Dès l’origine du projet, l’équipe de bénévoles désire construire une vie communautaire enracinée dans un quartier. La démarche répond au refus d’un « monde fluide », « irresponsable d’un point de vue écologique et social », mais aussi à la volonté de « fréquenter des gens différents, des voisins pas spécialement du même milieu socio-culturel » et, donc, « de créer à Paris un lieu de rencontre entre personnes différentes pour permettre une vraie mixité sociale », explique Thérèse. Une majorité des membres de l’équipe ont emménagé dans le quartier pour s’engager pleinement dans cette vie communautaire, « qui passe par la proximité, par du temps ensemble, en présence et non sur les réseaux sociaux », précise-t-elle. « Dès le départ, nous avons passé beaucoup de temps dans le quartier à aller à la rencontre et tisser du lien par la parole », abonde Nathanaël.

Une dimension spirituelle

C’est évident, la relation est inscrite au cœur du Dorothy. Relation à l’autre, au vivant, à la communauté, à la société, au monde, à la terre et… à plus grand que soi. « Au Dorothy, nous ne faisons aucune propagande catho », prévient Nathanaël. « C’est un lieu au service du bien commun, ouvert à toutes et tous. D’ailleurs, je pense qu’une des raisons du succès du Dorothy, c’est qu’il n’est pas organisé par des curés ». Cela n’empêche nullement que la dimension spirituelle occupe une place centrale pour la plupart des membres de l’équipe porteuse.

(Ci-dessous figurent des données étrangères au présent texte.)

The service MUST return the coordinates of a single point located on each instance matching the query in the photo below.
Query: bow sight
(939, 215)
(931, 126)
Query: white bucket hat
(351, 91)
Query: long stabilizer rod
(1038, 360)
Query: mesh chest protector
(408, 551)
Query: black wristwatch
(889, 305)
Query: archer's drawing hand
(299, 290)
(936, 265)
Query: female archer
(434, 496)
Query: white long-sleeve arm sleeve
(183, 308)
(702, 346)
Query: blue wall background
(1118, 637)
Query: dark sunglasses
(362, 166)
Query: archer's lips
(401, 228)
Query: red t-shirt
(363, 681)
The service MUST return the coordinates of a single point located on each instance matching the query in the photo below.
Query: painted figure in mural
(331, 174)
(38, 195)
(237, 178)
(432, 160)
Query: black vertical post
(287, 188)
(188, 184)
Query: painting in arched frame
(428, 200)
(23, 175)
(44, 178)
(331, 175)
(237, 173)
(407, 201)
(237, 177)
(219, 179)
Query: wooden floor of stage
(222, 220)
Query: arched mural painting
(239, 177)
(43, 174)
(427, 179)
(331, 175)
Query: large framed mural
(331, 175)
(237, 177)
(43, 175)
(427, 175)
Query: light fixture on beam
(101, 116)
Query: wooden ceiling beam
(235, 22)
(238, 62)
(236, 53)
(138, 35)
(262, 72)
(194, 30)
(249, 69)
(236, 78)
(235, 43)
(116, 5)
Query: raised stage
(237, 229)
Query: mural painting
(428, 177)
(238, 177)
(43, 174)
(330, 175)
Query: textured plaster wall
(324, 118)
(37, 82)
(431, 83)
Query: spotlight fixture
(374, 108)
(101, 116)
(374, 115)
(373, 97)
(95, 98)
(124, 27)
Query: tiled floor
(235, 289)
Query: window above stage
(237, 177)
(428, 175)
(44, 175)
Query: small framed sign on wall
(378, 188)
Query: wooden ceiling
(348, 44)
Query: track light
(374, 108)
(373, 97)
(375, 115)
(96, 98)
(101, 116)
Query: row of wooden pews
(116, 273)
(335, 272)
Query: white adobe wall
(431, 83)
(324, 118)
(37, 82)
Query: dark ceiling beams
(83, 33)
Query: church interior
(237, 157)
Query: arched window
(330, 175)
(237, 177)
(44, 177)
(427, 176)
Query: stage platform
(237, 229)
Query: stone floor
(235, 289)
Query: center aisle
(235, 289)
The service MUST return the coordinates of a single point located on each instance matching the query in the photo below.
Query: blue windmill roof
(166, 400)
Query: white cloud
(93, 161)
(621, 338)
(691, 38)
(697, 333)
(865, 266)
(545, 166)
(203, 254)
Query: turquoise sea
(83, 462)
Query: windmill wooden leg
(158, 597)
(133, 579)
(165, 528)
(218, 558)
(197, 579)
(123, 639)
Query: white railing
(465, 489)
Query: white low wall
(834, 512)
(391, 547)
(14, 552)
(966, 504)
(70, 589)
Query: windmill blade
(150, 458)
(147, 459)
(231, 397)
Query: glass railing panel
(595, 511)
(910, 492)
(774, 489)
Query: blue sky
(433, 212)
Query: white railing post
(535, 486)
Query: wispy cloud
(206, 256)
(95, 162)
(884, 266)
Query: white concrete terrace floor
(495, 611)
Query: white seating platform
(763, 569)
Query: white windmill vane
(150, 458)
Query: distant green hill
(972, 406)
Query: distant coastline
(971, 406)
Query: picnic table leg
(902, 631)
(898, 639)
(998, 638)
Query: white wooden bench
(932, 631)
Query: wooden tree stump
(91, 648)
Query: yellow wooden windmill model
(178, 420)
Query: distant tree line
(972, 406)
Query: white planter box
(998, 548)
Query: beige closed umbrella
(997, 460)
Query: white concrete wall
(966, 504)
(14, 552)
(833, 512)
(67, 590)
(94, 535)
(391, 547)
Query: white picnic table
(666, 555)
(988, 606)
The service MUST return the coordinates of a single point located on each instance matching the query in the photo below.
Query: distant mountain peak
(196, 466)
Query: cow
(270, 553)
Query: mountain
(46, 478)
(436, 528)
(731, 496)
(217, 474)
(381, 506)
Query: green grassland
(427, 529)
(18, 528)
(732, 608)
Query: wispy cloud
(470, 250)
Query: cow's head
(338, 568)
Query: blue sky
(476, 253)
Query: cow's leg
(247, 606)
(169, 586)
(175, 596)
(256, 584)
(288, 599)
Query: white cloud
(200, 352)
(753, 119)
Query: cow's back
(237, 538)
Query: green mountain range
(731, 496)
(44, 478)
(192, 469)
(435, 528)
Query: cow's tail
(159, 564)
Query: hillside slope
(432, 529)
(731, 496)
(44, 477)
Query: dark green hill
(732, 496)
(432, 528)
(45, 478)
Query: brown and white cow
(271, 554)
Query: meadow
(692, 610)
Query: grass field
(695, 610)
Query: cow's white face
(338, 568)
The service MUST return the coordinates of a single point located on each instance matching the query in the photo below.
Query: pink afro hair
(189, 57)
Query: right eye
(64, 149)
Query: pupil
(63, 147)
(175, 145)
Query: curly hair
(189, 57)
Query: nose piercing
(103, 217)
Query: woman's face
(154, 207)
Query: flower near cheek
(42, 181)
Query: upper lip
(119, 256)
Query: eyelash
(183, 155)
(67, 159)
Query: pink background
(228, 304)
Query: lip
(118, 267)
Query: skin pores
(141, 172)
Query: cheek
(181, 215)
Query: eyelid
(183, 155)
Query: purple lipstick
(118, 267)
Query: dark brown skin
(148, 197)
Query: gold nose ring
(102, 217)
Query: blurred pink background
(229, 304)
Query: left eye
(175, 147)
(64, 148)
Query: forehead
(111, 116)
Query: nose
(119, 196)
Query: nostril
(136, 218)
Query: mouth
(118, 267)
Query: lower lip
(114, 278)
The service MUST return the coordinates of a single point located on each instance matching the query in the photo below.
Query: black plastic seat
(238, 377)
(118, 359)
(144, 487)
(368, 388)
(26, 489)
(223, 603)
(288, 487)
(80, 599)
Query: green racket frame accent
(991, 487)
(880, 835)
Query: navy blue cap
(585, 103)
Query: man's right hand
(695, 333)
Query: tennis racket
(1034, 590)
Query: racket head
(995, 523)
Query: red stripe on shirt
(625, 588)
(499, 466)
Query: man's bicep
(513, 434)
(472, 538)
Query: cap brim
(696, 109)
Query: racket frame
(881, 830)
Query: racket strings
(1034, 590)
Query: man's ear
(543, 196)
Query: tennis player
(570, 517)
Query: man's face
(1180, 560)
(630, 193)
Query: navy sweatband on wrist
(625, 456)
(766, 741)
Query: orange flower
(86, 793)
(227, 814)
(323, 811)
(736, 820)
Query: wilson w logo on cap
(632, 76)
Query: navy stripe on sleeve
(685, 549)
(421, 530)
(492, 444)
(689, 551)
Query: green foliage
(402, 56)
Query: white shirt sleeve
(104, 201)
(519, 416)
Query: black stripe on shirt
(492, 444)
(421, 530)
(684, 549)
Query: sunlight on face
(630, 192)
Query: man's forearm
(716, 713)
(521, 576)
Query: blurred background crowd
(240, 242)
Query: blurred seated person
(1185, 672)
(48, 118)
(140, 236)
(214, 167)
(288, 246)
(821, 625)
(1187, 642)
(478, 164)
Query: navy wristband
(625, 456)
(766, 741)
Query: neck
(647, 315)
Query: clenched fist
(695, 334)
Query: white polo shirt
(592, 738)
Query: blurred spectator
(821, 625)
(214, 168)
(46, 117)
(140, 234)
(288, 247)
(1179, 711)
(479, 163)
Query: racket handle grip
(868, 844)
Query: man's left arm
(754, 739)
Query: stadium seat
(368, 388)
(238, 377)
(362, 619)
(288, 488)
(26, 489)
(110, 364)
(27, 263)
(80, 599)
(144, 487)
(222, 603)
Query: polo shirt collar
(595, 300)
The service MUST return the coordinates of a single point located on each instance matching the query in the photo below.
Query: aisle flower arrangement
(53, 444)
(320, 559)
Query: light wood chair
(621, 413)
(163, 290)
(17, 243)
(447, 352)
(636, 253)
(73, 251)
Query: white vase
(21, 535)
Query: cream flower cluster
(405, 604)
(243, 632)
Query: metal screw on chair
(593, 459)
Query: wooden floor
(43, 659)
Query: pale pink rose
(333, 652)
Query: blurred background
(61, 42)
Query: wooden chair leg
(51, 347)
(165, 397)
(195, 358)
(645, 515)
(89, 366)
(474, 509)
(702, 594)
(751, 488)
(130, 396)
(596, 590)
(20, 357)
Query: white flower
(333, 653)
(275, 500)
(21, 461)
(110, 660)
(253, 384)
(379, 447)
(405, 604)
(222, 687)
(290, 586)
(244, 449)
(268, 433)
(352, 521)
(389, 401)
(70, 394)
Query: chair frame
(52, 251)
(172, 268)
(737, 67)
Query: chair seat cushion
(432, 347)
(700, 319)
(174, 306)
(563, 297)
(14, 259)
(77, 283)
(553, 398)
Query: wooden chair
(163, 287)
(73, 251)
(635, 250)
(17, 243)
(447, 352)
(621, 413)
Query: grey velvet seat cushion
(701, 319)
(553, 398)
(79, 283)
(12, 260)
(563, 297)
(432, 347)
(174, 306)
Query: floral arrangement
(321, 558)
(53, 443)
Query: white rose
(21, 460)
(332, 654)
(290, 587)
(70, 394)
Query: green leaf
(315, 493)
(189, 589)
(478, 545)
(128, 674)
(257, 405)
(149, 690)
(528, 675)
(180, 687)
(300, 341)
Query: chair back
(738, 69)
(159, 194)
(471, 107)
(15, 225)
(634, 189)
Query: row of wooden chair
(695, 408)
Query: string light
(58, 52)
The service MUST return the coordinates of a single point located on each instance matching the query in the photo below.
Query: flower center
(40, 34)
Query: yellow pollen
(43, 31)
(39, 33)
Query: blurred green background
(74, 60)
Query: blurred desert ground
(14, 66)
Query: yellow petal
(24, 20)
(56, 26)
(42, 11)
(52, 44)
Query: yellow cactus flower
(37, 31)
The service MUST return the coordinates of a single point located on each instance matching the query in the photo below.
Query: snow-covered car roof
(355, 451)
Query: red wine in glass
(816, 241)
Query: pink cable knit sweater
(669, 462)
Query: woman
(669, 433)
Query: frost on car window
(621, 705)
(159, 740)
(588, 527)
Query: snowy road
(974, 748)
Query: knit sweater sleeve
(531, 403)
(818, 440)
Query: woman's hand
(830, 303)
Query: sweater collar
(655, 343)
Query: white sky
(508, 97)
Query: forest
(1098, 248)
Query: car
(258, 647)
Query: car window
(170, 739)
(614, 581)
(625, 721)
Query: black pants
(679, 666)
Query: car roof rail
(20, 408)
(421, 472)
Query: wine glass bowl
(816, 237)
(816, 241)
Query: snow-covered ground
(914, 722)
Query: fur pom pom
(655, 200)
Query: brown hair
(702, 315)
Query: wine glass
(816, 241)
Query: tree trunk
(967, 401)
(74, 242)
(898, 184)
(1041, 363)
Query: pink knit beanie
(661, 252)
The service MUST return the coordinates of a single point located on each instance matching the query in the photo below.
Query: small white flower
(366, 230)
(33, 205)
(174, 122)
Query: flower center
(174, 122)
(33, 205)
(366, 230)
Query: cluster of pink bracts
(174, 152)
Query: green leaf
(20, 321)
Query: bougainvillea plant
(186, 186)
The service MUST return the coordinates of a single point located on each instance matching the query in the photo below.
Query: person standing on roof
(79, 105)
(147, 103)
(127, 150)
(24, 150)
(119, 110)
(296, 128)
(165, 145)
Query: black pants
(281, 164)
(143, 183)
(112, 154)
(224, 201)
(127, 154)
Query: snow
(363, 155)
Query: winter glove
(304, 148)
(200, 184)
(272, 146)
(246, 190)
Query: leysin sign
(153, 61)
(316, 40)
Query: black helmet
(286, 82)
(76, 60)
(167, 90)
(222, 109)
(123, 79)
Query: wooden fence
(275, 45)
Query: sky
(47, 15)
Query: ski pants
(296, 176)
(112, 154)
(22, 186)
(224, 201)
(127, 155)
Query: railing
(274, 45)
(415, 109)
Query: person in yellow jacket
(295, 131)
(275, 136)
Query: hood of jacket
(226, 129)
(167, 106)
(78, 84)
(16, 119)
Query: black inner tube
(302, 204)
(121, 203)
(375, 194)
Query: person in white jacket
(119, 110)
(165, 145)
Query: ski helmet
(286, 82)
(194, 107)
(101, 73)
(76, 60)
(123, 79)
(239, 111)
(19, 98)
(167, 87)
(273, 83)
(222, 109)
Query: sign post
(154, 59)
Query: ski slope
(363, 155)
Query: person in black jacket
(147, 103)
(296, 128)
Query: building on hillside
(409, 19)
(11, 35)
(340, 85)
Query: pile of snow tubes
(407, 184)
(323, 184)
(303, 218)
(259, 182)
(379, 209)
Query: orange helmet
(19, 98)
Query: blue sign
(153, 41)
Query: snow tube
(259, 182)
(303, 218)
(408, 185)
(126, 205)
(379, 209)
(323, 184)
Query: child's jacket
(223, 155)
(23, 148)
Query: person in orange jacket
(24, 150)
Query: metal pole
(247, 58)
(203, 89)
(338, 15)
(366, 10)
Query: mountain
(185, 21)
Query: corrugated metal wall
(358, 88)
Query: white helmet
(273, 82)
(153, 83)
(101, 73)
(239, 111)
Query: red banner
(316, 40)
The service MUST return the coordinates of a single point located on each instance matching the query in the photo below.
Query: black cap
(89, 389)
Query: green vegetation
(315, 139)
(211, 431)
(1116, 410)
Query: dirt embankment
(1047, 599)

Au sein de celle-ci, ils se relaient pour proposer une prière hebdomadaire chez soi, donc hors du Dorothy, et participent ensemble à une ou deux retraites par an. « Selon moi, ce qui fait notre spécificité, par rapport à d’autres associations qui organisent des activités similaires, c’est la prière commune et la conviction que nous ne sommes pas seuls dans ce bateau, que nous ne pouvons pas tout maitriser, car Dieu aussi fait son œuvre. C’est, pour moi, une dimension essentielle pour tenir le cap », témoigne Thérèse.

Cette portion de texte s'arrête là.